The unit membrane, in biology, refers to the concept that all cellular membranes share a fundamental structure consisting of a phospholipid bilayer. This bilayer is composed of two layers of phospholipid molecules, with their hydrophilic (water-attracting) heads facing outwards and their hydrophobic (water-repelling) tails facing inwards.
The Unit Membrane Model
The unit membrane model, proposed by Davson and Danielli in 1935, initially suggested that the phospholipid bilayer was coated on both sides by layers of globular proteins. This model aimed to explain the observed permeability properties of cell membranes. It suggested that the proteins aided in transport across the membrane.
Key Features of the Unit Membrane:
- Phospholipid Bilayer: This is the core structural component. Phospholipids are amphipathic molecules, meaning they have both hydrophilic and hydrophobic regions.
- Arrangement: The hydrophobic tails of phospholipids face each other in the interior of the membrane, creating a barrier to water-soluble substances.
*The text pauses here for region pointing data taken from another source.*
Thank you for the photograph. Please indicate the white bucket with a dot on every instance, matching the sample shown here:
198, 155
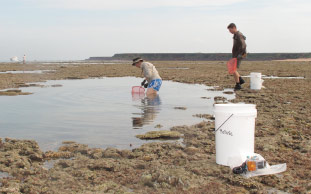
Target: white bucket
256, 81
234, 130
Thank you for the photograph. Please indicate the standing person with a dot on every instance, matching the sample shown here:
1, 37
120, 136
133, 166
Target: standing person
151, 76
24, 59
238, 51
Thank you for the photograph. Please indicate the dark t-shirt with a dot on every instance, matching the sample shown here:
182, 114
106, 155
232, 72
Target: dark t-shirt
239, 45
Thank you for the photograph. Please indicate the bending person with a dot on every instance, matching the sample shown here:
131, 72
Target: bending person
151, 75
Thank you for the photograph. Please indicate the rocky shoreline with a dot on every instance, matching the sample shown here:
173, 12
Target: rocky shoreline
283, 130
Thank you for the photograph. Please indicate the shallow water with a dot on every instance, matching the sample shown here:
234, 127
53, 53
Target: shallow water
276, 77
100, 112
34, 71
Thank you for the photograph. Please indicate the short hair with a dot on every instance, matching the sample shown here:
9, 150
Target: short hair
232, 25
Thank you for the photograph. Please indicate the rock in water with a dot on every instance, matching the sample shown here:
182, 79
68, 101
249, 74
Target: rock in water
160, 135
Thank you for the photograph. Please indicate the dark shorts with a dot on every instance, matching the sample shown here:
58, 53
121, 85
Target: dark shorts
239, 62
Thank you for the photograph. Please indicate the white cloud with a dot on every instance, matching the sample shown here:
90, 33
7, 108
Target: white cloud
127, 4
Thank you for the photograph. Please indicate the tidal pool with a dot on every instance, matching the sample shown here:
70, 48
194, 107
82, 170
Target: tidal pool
101, 112
33, 71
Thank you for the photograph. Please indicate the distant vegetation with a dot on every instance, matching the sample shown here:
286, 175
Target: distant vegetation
202, 56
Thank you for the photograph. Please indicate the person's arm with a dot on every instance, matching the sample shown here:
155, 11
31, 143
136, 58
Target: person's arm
146, 71
243, 44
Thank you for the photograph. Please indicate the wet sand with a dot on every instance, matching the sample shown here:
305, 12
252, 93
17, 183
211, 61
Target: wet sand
283, 132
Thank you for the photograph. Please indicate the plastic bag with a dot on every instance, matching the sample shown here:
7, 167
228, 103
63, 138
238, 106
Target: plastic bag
232, 65
268, 170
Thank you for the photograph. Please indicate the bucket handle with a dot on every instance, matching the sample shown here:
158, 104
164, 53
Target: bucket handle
223, 123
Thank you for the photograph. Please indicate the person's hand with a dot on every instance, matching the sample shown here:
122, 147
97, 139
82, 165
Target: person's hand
143, 83
146, 85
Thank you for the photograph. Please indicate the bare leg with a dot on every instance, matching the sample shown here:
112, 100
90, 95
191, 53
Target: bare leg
151, 92
236, 77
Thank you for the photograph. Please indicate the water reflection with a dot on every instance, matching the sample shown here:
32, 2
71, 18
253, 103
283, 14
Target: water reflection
150, 107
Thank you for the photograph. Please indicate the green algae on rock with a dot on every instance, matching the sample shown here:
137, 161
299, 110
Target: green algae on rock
160, 135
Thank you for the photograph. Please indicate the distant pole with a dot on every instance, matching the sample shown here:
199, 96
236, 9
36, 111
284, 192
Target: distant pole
24, 59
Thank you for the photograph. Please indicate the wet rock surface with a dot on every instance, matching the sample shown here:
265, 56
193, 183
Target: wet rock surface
160, 135
283, 134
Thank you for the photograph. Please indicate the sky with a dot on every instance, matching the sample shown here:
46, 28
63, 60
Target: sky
78, 29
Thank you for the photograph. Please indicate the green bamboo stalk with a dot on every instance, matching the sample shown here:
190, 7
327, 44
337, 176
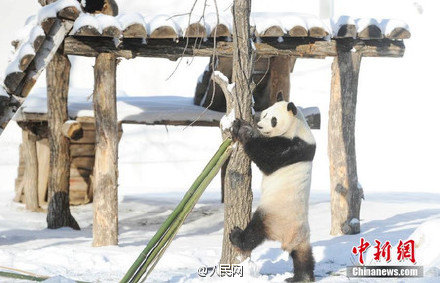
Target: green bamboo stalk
171, 218
158, 250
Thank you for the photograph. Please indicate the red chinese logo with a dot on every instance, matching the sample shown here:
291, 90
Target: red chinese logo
405, 250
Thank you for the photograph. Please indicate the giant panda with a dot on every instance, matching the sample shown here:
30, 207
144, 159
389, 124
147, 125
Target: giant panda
283, 147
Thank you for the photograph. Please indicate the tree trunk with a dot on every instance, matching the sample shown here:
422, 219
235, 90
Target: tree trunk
58, 214
238, 193
105, 198
345, 194
31, 170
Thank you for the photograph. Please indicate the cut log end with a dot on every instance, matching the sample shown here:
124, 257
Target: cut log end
273, 31
87, 31
298, 31
346, 31
135, 31
220, 30
371, 32
195, 30
69, 13
399, 33
164, 32
72, 130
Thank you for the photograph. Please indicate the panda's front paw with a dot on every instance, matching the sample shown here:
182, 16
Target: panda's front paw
235, 236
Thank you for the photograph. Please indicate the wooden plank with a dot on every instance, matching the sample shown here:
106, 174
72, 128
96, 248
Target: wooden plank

The hydrophilic heads face outwards, interacting with the aqueous environments inside and outside the cell.
- Original Protein Placement: The initial model posited protein layers on both surfaces of the bilayer.
Evolution of the Model
The original Davson-Danielli model was later refined. While the fundamental concept of the phospholipid bilayer remained central, the placement and nature of proteins were revised. The fluid mosaic model, proposed by Singer and Nicolson in 1972, superseded the original unit membrane model.
Fluid Mosaic Model
The fluid mosaic model describes the cell membrane as a fluid structure with a "mosaic" of various proteins embedded within or attached to the phospholipid bilayer. This model highlights the following:
- Fluidity: The lipid molecules and some proteins are able to move laterally within the membrane.
- Mosaic: The membrane contains a diverse array of proteins, including transmembrane proteins (proteins that span the entire bilayer), peripheral proteins (proteins that are attached to the surface of the membrane), and glycoproteins (proteins with carbohydrate chains attached).
Importance of the Bilayer
Despite the evolution of membrane models, the phospholipid bilayer remains a central feature of all biological membranes. It provides the structural foundation and acts as a selective barrier, controlling the passage of substances into and out of the cell.
Summary
The unit membrane concept, while initially oversimplified, highlighted the crucial role of the phospholipid bilayer in cell membrane structure. Although the original model has been superseded by the fluid mosaic model, the principle of a fundamental lipid bilayer remains a cornerstone of our understanding of biological membranes.